The shrink-mon Ansible playbook will sometimes fail to remove a monitor from the monmap even though the playbook completes its run successfully. The cluster status shows the monitor intended to be deleted as down. To workaround this issue, launch the shrink-mon playbook again with the intention of removing the same monitor, or remove the monitor from the monmap manually. (BZ#1564117)

It is not possible to expand a cluster when using the osd_scenario: lvm option

ceph-ansible is not idempotent when deploying OSDs using ceph-volume and the lvm_volumes config option. Therefor, if you deploy a cluster using the lvm osd_scenario option, then you will not be able to expand the cluster. To workaround this issue, remove existing OSDs from the lvm_volumes config option so that they will not try to be recreated when deploying new OSDs. Cluster expansion will succeed as expected and create the new OSDs. (BZ#1564214)

Upgrading a node in a Ceph cluster installed with ceph-test packages must have ceph_test = true in /etc/ansible/hosts file

When using the ceph-ansible rolling_update.yml playbook to upgrade a Ceph node in a RHEL cluster that was installed with ceph-test packages, set ceph_test = true in the /etc/ansible/hosts file for each node that has ceph-test package installed:

[mons]
mon_node1 ceph_test=true

[osds]
osd_node1 ceph_test=true

Not applicable for clients and MDS nodes. (BZ#1564232)

The shrink-osd.yml playbook currently has no support for removing OSDs created by ceph-volume

The shrink-osd.yml playbook assumes all OSDs are created by ceph-disk. As a result, OSDs deployed using ceph-volume cannot be shrunk. (BZ#1564444)

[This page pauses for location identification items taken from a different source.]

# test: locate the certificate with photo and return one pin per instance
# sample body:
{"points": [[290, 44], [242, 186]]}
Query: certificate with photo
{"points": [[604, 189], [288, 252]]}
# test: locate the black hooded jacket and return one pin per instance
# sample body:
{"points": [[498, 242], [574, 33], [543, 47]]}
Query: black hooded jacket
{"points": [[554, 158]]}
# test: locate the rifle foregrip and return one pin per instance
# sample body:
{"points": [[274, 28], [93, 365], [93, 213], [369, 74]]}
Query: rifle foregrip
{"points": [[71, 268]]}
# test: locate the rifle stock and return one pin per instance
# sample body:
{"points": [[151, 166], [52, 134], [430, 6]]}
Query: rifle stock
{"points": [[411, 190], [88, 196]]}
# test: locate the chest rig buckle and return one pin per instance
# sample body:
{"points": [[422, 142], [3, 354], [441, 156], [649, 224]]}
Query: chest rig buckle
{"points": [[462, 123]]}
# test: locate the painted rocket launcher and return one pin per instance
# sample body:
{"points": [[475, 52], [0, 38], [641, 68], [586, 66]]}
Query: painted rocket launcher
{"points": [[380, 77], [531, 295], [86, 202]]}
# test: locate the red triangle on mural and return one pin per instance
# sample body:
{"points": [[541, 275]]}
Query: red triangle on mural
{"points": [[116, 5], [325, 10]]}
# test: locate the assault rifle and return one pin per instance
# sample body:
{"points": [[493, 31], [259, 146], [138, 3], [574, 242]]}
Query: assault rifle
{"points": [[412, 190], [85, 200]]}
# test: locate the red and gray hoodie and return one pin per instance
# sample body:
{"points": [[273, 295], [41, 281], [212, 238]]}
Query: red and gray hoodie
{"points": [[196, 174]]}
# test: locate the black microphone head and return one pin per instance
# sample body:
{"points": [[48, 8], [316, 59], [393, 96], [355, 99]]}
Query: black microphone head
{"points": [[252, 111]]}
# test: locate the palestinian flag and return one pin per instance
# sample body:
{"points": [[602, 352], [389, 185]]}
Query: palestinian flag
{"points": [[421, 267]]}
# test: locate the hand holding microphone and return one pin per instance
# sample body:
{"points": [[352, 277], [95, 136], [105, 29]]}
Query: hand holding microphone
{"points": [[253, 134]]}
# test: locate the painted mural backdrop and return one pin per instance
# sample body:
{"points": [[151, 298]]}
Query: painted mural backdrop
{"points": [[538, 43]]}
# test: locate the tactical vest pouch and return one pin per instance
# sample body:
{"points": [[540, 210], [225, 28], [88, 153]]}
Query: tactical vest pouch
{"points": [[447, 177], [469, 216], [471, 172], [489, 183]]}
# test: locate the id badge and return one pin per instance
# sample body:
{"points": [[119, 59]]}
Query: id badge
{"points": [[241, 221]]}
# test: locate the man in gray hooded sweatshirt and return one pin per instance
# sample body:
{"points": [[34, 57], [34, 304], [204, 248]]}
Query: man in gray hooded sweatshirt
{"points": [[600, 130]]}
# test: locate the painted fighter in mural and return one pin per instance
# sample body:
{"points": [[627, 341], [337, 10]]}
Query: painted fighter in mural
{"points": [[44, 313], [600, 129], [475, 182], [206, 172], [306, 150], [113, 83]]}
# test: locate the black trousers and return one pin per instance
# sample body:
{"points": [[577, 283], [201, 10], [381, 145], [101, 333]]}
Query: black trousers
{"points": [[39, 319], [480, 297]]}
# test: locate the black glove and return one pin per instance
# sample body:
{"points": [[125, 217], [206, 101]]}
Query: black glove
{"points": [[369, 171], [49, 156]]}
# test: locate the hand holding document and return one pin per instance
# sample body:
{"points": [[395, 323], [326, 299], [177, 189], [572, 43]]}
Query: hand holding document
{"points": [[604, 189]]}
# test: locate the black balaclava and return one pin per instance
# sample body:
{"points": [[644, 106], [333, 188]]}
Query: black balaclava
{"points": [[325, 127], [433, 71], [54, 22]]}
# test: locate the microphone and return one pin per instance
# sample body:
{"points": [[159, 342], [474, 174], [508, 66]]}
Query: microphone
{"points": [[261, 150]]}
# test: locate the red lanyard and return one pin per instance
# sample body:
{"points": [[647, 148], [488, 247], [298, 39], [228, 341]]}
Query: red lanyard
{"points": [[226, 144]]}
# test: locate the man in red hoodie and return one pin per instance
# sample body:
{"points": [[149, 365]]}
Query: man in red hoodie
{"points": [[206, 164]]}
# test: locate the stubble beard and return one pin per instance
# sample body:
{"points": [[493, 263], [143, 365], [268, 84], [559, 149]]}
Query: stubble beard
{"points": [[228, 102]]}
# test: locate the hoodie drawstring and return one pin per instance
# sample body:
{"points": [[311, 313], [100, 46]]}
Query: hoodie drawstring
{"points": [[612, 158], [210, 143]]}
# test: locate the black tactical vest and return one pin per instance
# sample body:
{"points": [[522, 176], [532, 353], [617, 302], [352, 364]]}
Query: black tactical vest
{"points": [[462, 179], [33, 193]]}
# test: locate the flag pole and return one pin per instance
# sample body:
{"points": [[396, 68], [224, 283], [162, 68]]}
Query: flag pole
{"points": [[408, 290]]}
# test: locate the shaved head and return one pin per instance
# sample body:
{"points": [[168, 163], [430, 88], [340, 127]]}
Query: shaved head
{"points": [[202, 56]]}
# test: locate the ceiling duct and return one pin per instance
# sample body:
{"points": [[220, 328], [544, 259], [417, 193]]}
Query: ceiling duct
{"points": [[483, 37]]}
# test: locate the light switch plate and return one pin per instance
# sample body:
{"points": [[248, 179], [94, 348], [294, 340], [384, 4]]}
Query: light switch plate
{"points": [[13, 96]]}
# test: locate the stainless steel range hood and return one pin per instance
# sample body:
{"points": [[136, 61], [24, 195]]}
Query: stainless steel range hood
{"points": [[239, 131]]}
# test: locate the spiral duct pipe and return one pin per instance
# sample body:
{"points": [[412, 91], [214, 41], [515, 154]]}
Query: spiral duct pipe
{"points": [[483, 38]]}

Increasing max_mds from 1 to 2 sometimes causes CephFS to be in degraded state

When increasing max_mds from 1 to 2, if the Metadata Server (MDS) daemon is in the starting/resolve state for a long period of time, then restarting the MDS daemon leads to assert. This causes the Ceph File System (CephFS) to be in degraded state. (BZ#1566016)

Mounting of nfs-ganesha file server on a client sometimes fails

Mounting of nfs-ganesha file server on a client fails with Connection Refused when a containerized IPv6 Red Hat Ceph Storage cluster with an nfs-ganesha-rgw daemon is deployed using the ceph-ansible playbook. I/Os are then unable to run. (BZ#1566082)

Client I/O sometimes fails for CephFS FUSE clients

Client I/O sometimes fails for Ceph File System (CephFS) as a File System in User Space (FUSE) clients with the error transport endpoint shutdown due to assert in the FUSE service. To workaround this issues, unmount and then remount CephFS FUSE, and then start the client I/Os. (BZ#1567030)

The DataDog monitoring utility returns "HEALTH_WARN" even though the cluster is healthy

The DataDog monitoring utility uses the overall_status field to determine the health of a cluster. However, overall_status is deprecated in Red Hat Ceph Storage 3.0 in favor of the status field and therefore always returns the HEALTH_WARN error message. Consequently, DataDog reports HEALTH_WARN even in cases when the cluster is healthy.